Quotidiano di informazione – Anno 33 n° 335

Demolizioni sull’Appia Antica

Posted by fidest press agency su sabato, 5 settembre 2009

Roma. Inizia con la demolizione di parcheggi, piscine e ville, rigorosamente illecite, il progetto di salvaguardia ambientale e culturale avviato per ridare lustro al parco dell’Appia Antica segnato, da tempo, da pesanti abusivismi. Oscar Tortosa, vice segretario per il Lazio dell’Italia dei Valori, commenta con queste parole gli oltre 2500 abusi edilizi riscontrati nella zona: “Bisogna restituire la Capitale e i suoi valori ai cittadini, mettendo fine all’era di un edilizia urbana spregiudicata e priva di remore che, da troppo tempo, ha deturpato la città nell’attesa di un qualche condono”. Nei 3.500 ettari di verde, tra siti archeologici, templi e tombe romane, sono solo una cinquantina le pratiche di demolizione in via di approvazione, anche se già ad agosto le ruspe hanno abbattuto i due metri di sopraelevazione abusiva del fabbricato residenziale di proprietà di Luciano Gaucci, l’ex presidente del Perugia calcio, tuttora latitante.

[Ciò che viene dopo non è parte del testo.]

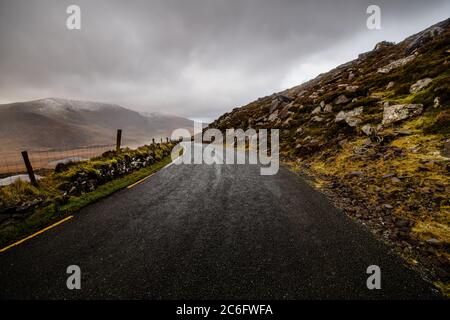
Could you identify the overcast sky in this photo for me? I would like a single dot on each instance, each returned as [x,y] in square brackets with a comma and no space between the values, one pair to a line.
[194,58]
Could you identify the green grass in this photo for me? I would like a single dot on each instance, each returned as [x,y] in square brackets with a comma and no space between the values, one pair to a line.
[51,213]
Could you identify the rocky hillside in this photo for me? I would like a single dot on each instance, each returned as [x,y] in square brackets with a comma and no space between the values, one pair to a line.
[374,134]
[59,123]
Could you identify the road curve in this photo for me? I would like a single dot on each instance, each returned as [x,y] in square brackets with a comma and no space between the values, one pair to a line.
[208,232]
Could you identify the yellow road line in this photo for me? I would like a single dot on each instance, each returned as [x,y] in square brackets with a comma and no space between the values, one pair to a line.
[136,183]
[35,234]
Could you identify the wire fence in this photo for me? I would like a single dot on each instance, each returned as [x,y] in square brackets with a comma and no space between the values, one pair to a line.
[12,165]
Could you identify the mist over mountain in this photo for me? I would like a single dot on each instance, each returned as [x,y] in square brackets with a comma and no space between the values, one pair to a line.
[55,123]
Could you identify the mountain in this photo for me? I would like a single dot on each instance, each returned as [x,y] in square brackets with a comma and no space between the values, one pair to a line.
[374,135]
[55,123]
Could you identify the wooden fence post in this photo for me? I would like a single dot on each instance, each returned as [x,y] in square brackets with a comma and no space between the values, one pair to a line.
[119,139]
[29,168]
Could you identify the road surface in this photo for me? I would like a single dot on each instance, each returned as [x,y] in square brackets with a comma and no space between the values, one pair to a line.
[208,232]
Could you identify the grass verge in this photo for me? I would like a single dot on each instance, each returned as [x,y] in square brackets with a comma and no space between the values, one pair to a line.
[45,216]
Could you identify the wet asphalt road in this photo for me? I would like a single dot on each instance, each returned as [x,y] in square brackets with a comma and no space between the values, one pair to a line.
[208,232]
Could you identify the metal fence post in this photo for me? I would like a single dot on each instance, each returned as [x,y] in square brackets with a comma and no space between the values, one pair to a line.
[119,139]
[29,168]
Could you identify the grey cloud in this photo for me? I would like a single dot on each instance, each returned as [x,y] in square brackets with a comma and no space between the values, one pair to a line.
[195,58]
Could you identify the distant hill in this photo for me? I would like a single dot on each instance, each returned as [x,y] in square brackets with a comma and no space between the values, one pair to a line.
[55,123]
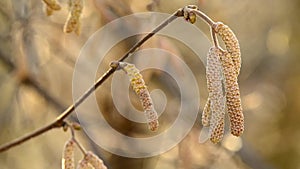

Intanto la Regione , dopo il “no” ai fondi necessari per la demolizione dell’assessore comunale all´Urbanistica, Marco Corsini, ha coinvolto la Soprintendenza per i Beni Archeologici, che sta ora seguendo i primi abbattimenti.  “Dal conflitto tra Comune e Regione sull’abusivismo dell’Appia Antica non se ne trae un buona immagine per la nostra città  perché questa pratica deve essere combattuta in maniera univoca anche nella sua più minima manifestazione” ha aggiunto il vice segretario regionale del partito guidato da Antonio Di Pietro, che ha poi concluso “le demolizioni, unite a delle vere condanne, possono creare degli effetti deterrenti efficaci per vincere l’illegalità e riqualificare territori dalla bellezza incommensurabile”.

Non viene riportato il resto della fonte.